“Ice,” a novel from 1967 by Anna Kavan, is both a tale of dystopian societies and of an impending apocalypse. It’s also a cryptic story that compels the reader to keep turning pages even though they might have the nagging feeling they aren’t one hundred percent sure what’s going on.
The plot, such as it is, involves the narrator’s obsession with “the girl,” who he has known since they were young, and his pursuit of her across the globe through increasingly strange and frightening locations. Nation states are devolving into chaos, backsliding into tribalism or dictatorships as the ice engulfing the planet claims them one by one. The ice might be the symptom of a nuclear winter or something else.
At the beginning of the book there are indications that the narrator is involved in secretive government operations. He mentions investigating “rumors of a mysterious impending emergency” but his obsession with the girl distracts him from his investigation. It is through his pursuit that we get a tour of what is happening — a country under the control of a strongman called “The Warden,” another devoted solely to revelry, the inhabitants tuning out news of their impending doom, and eventually a land of warring entities being encased in ice.
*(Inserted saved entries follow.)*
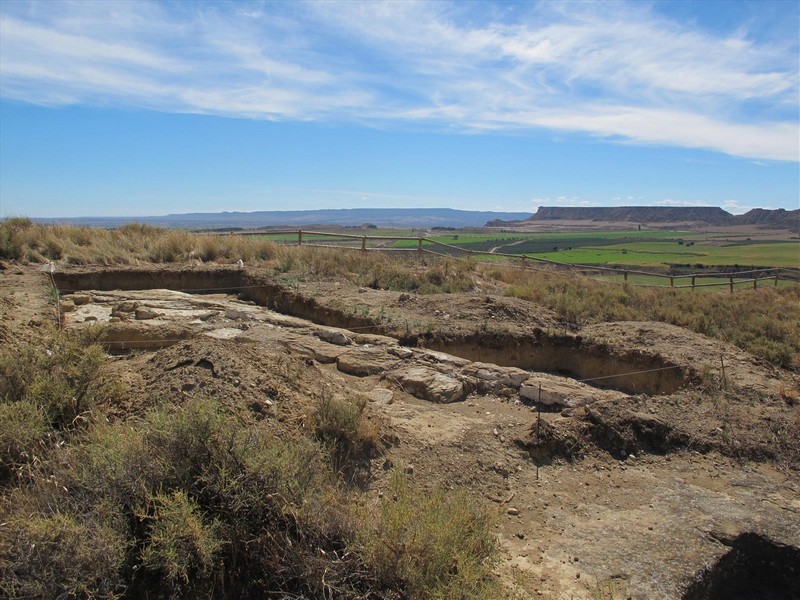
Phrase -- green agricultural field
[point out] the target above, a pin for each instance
(661, 254)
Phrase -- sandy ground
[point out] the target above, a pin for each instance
(629, 497)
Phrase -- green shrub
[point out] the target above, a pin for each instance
(62, 556)
(23, 430)
(61, 373)
(434, 545)
(181, 544)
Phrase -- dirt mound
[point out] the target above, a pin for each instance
(242, 376)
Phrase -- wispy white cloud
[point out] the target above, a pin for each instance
(673, 202)
(735, 207)
(612, 70)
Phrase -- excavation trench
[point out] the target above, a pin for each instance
(754, 568)
(597, 364)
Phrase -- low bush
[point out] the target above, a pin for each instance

The countries are never named in this book. Neither are the principal characters. It all unfolds with the abstraction of a dream. There are scenes that might only be taking place in the narrator’s imagination, but that is never made explicit. At times this obtuse approach can create a sense of distance from the events of the book, but it also gives the story a haunting quality that is difficult to ignore.
In the foreword to the 50th anniversary edition of “Ice,” Jonathan Lethem suggests that a journey Anna Kavan took to various ports during World War II might have informed the scenes of war, unrest and societal dysfunction found in “Ice.” There is also a theory that the book is an allegory for the author’s struggles with heroin addiction. Then there is the troubling obsession and possessiveness towards the girl, not only on the part of the narrator, but also from other men she encounters in the book. Is that a reflection of Kavan’s personal experiences, of the way women are treated in general, or both? There is a lot to puzzle over in this slim, mysterious novel of a broken world facing its slow demise.